Don’t kill the messenger: the super cheap gas prices may have bottomed out this spring.
Gas prices rose 10% in May compared to April, the largest monthly jump in six years, according to the Labor Department.
Of course, gas prices are still low compared to where they were in the past. A gallon of gas in America was $2.70 a month ago. Now it’s $2.80, according to AAA. But that’s a lot cheaper than a year ago when it was $3.66.
Although drivers might not like the gas price uptick in May, it’s an encouraging sign for the economy. A little bit of inflation is healthy — think of it like good cholesterol.
Inflation rose 0.4% in May, its biggest monthly gain in over two years. One month won’t turn around inflation, and it’s too soon to say “inflation is back.” But the inflation pick up is an encouraging sign for American workers.
When inflation picks up, wages follow too. Wage growth has been one of the last major economic health indicators that has yet to really turn around.
The Federal Reserve is paying close attention to inflation and wages as it decides whether the U.S. economy is strong enough to raise interest rates in September.
Fed Chair Janet Yellen said Wednesday at a press conference that she wants to see consistently stronger inflation figures.
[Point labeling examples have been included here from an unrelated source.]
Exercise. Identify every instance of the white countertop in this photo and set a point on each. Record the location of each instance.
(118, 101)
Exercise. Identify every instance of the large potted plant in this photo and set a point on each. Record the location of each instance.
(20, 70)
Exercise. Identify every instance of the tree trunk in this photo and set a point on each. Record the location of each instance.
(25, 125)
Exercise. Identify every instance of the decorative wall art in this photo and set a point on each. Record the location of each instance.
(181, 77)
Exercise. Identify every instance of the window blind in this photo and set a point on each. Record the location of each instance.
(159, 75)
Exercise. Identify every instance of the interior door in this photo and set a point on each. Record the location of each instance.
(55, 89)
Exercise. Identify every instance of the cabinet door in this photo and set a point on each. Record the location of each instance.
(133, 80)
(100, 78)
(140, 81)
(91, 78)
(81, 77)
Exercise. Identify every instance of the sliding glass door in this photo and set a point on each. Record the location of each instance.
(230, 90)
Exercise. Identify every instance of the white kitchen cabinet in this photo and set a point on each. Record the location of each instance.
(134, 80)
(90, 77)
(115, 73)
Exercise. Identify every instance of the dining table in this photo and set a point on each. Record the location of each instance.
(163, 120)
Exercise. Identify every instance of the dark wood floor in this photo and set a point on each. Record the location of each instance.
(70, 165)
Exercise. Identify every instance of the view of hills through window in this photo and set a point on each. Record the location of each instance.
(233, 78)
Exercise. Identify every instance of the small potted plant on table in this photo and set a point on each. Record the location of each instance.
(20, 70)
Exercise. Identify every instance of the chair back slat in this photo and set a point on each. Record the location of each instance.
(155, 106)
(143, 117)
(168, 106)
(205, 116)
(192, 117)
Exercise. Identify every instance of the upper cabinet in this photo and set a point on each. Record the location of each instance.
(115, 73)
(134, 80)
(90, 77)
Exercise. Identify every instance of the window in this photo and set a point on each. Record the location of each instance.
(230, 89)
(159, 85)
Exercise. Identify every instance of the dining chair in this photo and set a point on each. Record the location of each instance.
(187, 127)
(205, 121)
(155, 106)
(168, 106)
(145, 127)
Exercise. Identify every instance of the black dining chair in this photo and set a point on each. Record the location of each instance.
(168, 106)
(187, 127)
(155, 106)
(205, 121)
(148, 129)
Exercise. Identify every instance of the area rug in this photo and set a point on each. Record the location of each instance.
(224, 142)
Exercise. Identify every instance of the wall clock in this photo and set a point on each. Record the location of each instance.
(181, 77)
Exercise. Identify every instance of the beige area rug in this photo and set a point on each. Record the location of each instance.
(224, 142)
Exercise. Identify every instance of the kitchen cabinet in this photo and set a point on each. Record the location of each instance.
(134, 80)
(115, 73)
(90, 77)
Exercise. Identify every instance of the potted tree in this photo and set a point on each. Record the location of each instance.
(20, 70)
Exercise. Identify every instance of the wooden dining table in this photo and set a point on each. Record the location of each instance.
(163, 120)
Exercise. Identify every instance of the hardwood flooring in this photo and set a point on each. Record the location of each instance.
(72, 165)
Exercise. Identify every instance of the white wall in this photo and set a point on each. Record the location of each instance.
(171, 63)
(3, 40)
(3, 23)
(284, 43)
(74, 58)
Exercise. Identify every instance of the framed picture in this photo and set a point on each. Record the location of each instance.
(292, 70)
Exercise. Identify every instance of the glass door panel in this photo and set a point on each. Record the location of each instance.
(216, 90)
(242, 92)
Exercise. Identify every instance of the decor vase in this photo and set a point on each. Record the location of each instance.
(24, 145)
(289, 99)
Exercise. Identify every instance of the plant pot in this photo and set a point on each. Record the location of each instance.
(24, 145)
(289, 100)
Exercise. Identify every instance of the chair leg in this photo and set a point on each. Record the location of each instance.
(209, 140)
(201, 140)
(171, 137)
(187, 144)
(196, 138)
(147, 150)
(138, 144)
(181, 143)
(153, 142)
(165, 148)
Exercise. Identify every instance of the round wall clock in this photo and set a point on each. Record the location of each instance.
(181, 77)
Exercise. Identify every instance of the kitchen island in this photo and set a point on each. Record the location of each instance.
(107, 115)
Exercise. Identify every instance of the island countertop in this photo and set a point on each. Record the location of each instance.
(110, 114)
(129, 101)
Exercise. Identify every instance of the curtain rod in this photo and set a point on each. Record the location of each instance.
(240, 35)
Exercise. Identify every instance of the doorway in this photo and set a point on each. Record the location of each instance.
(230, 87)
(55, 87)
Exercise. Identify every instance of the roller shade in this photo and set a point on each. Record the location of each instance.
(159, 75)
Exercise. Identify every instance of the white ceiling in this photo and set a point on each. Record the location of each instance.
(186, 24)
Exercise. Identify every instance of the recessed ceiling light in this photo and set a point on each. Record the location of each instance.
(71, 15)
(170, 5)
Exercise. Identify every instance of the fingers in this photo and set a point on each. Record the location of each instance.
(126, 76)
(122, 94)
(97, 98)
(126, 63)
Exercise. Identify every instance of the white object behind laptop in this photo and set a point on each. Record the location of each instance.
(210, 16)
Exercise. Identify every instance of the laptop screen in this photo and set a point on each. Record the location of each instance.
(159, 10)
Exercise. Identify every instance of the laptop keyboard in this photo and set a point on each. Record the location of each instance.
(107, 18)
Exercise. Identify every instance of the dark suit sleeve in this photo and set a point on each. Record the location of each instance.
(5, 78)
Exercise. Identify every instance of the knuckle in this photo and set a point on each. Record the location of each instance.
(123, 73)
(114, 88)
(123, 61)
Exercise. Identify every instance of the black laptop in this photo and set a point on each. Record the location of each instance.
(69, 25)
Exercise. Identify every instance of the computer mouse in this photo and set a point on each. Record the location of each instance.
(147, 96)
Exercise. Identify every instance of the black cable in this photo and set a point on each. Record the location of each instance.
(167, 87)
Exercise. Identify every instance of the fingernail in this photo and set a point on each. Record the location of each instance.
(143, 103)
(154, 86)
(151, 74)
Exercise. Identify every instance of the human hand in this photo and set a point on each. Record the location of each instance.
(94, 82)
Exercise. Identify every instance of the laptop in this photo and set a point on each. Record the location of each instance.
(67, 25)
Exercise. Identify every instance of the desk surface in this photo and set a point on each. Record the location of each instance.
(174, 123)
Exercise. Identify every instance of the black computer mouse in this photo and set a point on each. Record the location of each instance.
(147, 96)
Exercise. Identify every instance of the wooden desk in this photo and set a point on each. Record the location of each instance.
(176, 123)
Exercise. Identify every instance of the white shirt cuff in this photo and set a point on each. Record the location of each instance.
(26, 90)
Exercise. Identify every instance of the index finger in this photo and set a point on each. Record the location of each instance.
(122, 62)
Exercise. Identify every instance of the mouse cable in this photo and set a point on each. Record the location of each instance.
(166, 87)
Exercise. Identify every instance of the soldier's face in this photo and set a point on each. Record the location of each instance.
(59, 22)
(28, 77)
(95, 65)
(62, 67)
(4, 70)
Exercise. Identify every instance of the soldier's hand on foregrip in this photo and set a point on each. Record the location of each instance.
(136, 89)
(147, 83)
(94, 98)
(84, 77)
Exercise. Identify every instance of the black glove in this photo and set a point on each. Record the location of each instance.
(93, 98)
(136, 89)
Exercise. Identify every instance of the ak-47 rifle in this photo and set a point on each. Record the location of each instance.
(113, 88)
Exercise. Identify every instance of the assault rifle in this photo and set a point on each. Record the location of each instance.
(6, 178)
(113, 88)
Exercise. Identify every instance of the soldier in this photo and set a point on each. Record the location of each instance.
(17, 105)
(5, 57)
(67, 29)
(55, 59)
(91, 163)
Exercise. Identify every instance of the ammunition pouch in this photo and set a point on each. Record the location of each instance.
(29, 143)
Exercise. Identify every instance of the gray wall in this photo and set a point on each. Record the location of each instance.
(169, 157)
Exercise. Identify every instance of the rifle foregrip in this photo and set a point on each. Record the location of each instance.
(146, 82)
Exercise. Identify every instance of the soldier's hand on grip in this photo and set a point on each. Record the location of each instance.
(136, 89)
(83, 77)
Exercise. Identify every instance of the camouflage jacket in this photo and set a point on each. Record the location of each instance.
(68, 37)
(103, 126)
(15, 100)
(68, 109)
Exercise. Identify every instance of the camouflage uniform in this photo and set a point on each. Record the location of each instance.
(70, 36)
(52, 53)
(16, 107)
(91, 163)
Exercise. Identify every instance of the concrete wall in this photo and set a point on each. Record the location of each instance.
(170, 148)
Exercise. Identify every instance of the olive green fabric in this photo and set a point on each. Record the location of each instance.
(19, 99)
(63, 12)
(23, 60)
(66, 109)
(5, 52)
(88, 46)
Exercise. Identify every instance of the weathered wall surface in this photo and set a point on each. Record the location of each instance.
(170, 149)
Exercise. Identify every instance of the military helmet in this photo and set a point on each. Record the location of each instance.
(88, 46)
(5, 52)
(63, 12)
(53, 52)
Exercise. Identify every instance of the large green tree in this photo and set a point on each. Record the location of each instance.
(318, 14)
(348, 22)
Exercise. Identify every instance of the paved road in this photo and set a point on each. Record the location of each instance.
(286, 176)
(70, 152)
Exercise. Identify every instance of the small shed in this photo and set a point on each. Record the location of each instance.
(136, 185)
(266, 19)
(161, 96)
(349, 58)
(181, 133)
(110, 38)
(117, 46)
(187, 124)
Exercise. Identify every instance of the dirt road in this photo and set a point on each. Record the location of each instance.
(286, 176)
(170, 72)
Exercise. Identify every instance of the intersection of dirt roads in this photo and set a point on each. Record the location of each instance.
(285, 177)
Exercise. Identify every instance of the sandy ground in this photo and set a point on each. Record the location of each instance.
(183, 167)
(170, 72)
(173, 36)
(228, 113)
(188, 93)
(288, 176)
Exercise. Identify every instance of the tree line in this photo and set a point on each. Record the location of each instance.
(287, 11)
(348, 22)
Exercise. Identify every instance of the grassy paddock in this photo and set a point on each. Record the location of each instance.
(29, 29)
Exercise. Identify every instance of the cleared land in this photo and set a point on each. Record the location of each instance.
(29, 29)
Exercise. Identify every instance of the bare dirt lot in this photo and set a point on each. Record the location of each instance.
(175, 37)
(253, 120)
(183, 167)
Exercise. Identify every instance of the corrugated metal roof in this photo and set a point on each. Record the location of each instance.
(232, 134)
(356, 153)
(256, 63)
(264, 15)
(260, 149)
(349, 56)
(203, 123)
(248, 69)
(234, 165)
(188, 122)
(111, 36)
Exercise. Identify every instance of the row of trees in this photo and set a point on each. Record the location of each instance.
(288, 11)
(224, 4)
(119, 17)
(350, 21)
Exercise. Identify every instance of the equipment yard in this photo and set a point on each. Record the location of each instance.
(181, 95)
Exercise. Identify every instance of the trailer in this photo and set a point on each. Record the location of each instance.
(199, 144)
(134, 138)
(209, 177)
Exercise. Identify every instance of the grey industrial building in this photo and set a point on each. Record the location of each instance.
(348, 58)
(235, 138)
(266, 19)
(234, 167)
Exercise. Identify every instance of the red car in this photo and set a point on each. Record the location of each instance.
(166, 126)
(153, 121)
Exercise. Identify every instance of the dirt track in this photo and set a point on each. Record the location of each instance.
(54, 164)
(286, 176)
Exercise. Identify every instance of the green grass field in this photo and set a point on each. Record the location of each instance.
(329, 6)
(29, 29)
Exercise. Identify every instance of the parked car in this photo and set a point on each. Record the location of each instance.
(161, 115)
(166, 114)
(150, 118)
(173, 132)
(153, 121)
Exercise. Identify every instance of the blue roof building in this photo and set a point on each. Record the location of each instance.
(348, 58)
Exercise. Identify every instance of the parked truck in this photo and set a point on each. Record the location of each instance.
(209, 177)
The Fed targets annual inflation of 2%. At the moment, inflation minus food and energy is 1.7%. That closely watched figure only increased 0.1% in May.
A September rate hike would be the Fed’s first since the financial crisis, and a major vote of confidence on the U.S. economy’s health.
Despite the inflation uptick, there was some good news for meat lovers: the price of bacon dropped 17% compared to a year ago.